А извозчики московские в Белом городе и в Китае толпятся, кучно на улицах стоят праздно, в тулупы кутаются. Ежели что, они своими санями улицы запрут, и полякам конным будет не повернуться.
Поляки же из Бела города и Земляного собираются все в Кремль и Китай, да пушки тащат туда ж.
А Настёнка, дура, хочет ждать до Христова дня. Вот придут ополченцы, начнут Девичий монастырь брать приступом, тогда вспомнит, как я ее поторапливал.
Они мне запретили писать, велели смирно лежать, но ведь от такого безделья и тоски я только пуще могу расхвораться. Не дай Боже, увидят — тотчас бумагу отнимут.
Настёнка
Позволили мне наконец-то денник писать, и из больницы на свет Божий выходить, вернули бумагу, и перья, и чернила.
Теперь только солнышко стало припекать, а весна, сказывают, была дюже холодная. Хлеб, сказывают, теперь не уродится. Конечно прогневался Господь на нас: мало литвы, теперь еще и голода ждем.

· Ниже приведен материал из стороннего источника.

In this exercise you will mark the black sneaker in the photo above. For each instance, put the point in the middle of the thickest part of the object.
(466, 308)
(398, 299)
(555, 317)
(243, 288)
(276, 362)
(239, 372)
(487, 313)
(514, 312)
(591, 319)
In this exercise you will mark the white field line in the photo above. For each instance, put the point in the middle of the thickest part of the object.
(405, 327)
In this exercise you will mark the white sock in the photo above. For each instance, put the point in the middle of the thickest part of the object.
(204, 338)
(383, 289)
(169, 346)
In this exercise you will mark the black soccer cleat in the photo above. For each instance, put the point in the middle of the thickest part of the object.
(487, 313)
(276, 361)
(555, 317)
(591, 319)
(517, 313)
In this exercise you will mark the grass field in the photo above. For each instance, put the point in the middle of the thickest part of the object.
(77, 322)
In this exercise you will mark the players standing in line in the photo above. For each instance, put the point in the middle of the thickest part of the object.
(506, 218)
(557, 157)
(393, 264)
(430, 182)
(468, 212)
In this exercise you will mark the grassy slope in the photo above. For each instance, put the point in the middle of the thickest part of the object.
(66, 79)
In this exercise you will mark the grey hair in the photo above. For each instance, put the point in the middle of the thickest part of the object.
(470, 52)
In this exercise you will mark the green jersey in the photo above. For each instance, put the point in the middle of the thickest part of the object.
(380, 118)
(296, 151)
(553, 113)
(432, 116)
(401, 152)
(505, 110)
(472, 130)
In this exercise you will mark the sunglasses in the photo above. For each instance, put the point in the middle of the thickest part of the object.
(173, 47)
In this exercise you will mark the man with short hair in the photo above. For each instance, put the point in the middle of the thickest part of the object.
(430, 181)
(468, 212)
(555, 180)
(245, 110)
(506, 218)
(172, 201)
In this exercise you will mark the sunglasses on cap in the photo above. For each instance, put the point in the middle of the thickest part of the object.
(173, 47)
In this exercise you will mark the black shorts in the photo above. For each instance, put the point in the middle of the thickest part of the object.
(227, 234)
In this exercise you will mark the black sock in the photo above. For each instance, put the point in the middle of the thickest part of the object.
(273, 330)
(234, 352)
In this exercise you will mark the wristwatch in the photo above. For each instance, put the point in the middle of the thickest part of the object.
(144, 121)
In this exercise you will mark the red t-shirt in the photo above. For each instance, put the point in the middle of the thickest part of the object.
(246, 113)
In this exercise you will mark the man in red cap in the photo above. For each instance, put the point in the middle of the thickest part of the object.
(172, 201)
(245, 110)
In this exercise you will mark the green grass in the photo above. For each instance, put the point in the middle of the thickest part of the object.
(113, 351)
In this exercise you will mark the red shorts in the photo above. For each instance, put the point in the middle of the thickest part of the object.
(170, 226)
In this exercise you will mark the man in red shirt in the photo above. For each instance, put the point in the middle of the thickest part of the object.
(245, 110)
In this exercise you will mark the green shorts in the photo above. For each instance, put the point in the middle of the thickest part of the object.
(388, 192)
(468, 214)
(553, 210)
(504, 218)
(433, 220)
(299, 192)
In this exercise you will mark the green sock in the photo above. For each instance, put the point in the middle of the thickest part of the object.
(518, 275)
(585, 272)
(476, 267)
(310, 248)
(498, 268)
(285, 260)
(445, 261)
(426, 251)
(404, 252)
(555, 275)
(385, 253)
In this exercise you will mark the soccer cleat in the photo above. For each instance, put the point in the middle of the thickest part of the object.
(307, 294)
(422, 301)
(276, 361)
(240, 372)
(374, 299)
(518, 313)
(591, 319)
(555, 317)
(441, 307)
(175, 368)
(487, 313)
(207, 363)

А в больнице у нас, осмелюсь сказать, великая теснота и смрад от множества хворого народу. Воровские казаки и литва по селам и городам лютуют, христианам носы и уши режут, на угольях людей поджаривают, и еще такое творят, что и написать нельзя. И все эти калеки злосчастные к нам в Троицу приползают и молят о помощи. Архимандрит же Дионисий всех сирых велит утешать и лечить и кормить из житниц чудотворцевых. Оттого-то у нас и теснота. Хоть и построили новые палаты больничные, а места все равно не хватает.
А Настёнка меня лечила по новому лечебнику: есть у нее такая книга премудрая. Инокини в Девичьем монастыре ту книгу составили сами: что с иноземных писаний перевели, что из наших старинных книг взяли, а что и от своего ума добавили. У нас в России теперича лекарское искусство премного изощрилось, почище чем у немцев. И я от Настёнкиного попечения многих скорбей натерпелся. Ведь когда старец Серапион у меня из боку пулю вынул, допрежь того меня водкой опоив, то сделался на боку у меня горячий чирей, весьма ужасный и большой и сильную боль рождающий. А потом уж началось лихорадное биение и огонь во всем теле воспылал, и тогда я в беспамятсво впал. Никто же не верил, что я жив останусь. Но Настёнка меня отнюдь не покидала, а читала свой лечебник, и всё прочитанное немедля на мне испытывала. И прикладывала к чирью пластыри из хлеба, на вишневом соку печеного, и из муки овсяной, и разную мерзость, о которой не хочу и говорить. И давала пить вино с петушиными мозгами, и какие-то камни толченые, и прочая. И не осталось, думаю, ни единой врачебной пригоды, коей бы она меня не попользовала. Как же мне было не выздороветь!